The role of the central institutes such as the EBI is obviously crucial. There is a clear case for the public funding of databases where the main users are also in the public domain; and there is nothing politically wrong with then allowing this basic data to be used by others in added-value products which can indeed be charged for. However, politicians hate to fund non-voters and so there could be a danger in the global village that (European or American) public funds are threatened if the database use is from outside the supporting constituency. Against this, it is clear that such central services can best benefit from international cooperation and exchange and therefore funders can always make a case that they receive as much as they give. This could be the basis for continued working and cooperation. Furthermore, America needs our information and so, if Europe stopped funding, say, the EMBL Data Library, they would have to sell their information to America for them to use!

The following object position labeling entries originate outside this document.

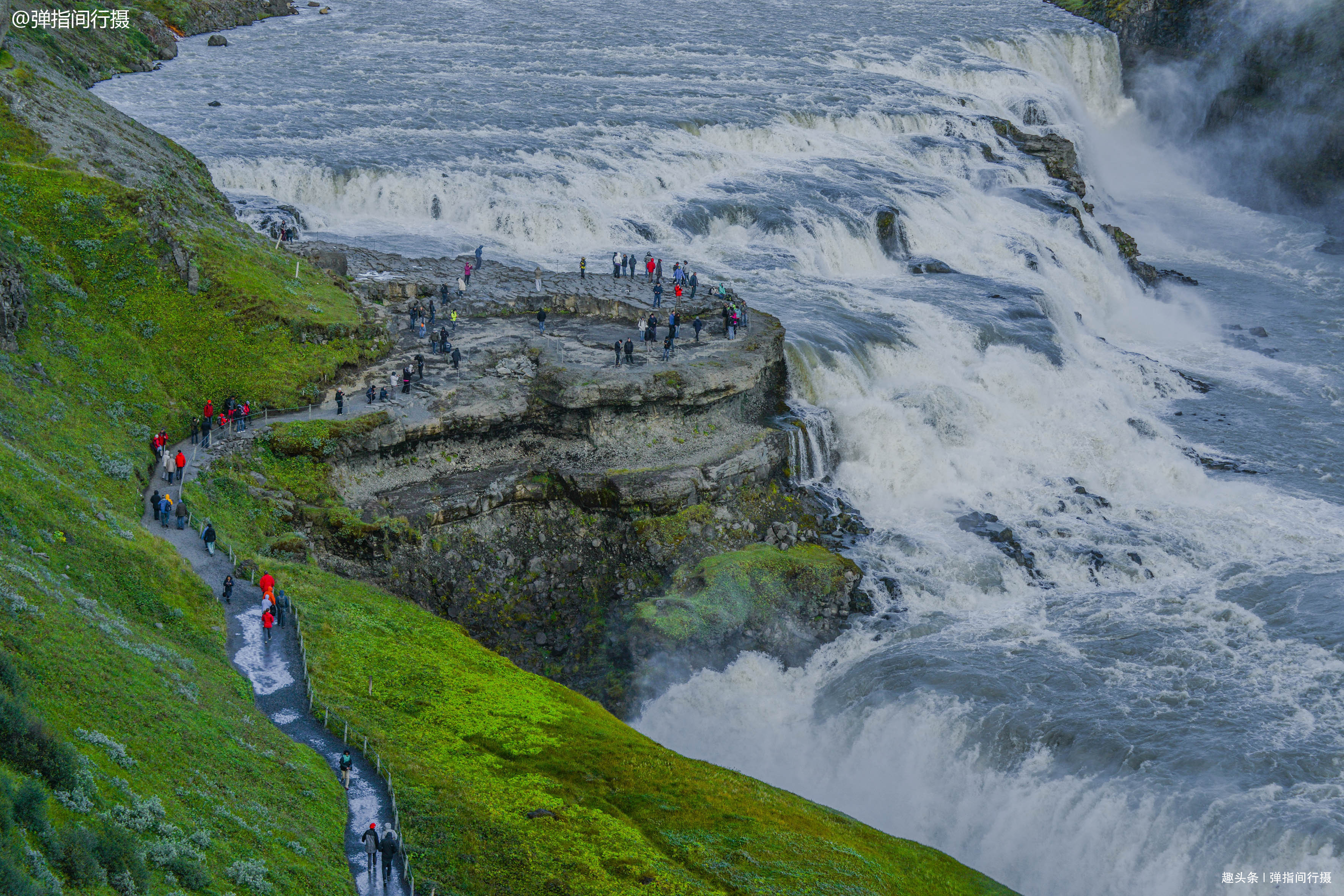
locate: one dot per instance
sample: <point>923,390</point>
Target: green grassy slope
<point>116,348</point>
<point>476,745</point>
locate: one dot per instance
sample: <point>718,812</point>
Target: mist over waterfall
<point>1143,692</point>
<point>1259,91</point>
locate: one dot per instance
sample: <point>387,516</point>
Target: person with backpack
<point>371,844</point>
<point>389,849</point>
<point>347,762</point>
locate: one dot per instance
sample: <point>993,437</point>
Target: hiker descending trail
<point>275,670</point>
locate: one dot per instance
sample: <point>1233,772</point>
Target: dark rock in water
<point>987,526</point>
<point>1057,152</point>
<point>1147,275</point>
<point>932,266</point>
<point>891,233</point>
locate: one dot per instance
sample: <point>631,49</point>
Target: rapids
<point>1159,704</point>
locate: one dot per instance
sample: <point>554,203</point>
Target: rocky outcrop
<point>14,304</point>
<point>1057,152</point>
<point>1147,275</point>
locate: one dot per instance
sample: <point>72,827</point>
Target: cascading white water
<point>1150,706</point>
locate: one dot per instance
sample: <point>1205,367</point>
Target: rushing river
<point>1162,704</point>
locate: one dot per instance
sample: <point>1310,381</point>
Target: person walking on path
<point>389,849</point>
<point>347,762</point>
<point>371,844</point>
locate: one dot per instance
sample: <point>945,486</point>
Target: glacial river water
<point>1162,704</point>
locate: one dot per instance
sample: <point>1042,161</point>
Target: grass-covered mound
<point>747,589</point>
<point>476,745</point>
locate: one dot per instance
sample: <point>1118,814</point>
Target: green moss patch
<point>744,589</point>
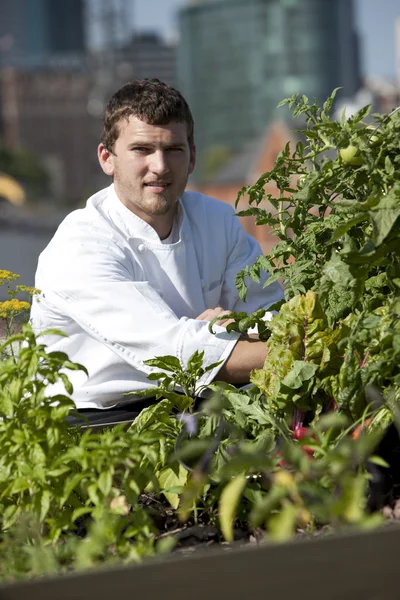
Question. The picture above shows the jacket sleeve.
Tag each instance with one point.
(243, 251)
(94, 286)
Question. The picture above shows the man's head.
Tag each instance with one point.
(147, 147)
(151, 101)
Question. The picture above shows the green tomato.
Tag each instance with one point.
(374, 139)
(301, 181)
(351, 156)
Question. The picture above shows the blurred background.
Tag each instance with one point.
(234, 60)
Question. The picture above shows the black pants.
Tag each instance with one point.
(110, 416)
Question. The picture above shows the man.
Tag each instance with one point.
(143, 268)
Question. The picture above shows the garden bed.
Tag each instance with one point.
(357, 566)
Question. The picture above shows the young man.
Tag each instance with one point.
(143, 268)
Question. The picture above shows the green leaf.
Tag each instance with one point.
(302, 371)
(105, 482)
(383, 219)
(169, 478)
(45, 503)
(167, 363)
(282, 525)
(228, 503)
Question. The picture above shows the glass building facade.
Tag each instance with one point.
(33, 32)
(239, 58)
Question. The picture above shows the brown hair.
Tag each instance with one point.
(152, 101)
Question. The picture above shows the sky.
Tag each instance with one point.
(374, 22)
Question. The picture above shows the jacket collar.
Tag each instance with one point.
(133, 225)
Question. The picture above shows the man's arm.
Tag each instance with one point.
(249, 352)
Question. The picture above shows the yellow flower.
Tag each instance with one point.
(7, 276)
(27, 289)
(12, 307)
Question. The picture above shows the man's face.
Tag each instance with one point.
(150, 165)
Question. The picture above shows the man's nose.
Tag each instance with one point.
(159, 163)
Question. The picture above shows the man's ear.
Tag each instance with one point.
(192, 162)
(106, 159)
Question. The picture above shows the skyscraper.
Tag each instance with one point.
(33, 33)
(239, 58)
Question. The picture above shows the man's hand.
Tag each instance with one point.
(213, 313)
(248, 354)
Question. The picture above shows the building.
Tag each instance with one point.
(255, 158)
(239, 58)
(147, 55)
(46, 111)
(40, 33)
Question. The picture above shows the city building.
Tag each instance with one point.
(147, 55)
(239, 58)
(46, 111)
(42, 33)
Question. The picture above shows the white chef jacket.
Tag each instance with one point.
(123, 296)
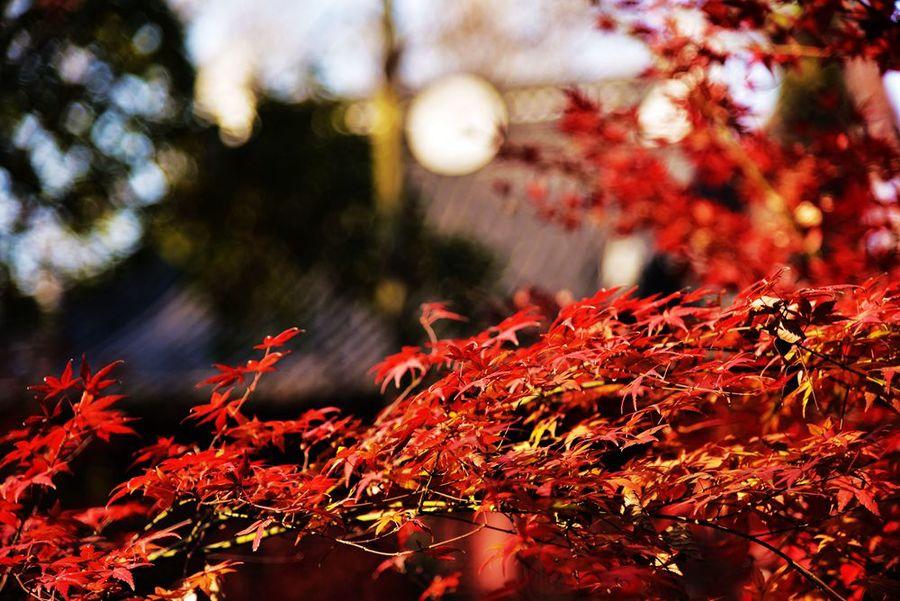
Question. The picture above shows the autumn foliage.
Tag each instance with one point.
(625, 443)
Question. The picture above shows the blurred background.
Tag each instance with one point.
(178, 179)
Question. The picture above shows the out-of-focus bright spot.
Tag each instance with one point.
(622, 261)
(224, 94)
(751, 85)
(455, 126)
(660, 116)
(807, 214)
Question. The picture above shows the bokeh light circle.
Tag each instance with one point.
(455, 126)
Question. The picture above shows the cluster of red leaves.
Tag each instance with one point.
(613, 438)
(823, 200)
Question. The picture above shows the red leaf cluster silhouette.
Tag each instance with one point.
(611, 436)
(817, 194)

The PRINTS case is a classic example of how a R&D project is threatening its own future by its own success. Given the present situation, where no infrastructure funds are available for the maintenance of such projects, the meeting agreed that, eventually, such databases needed a publisher, not a grant. The obvious success of the database in terms of accesses points to the fact that it could probably start to earn the required money but issues of IPR and ownership would have to be solved. This stresses the need for database producers in the academic sector to register their interests and document the ownership. Universities are keen on asserting their ownership of projects but it is essential that this has to be done in a professional manner. The steps to be taken should be detailed and registered so that other database producers can turn to them for help.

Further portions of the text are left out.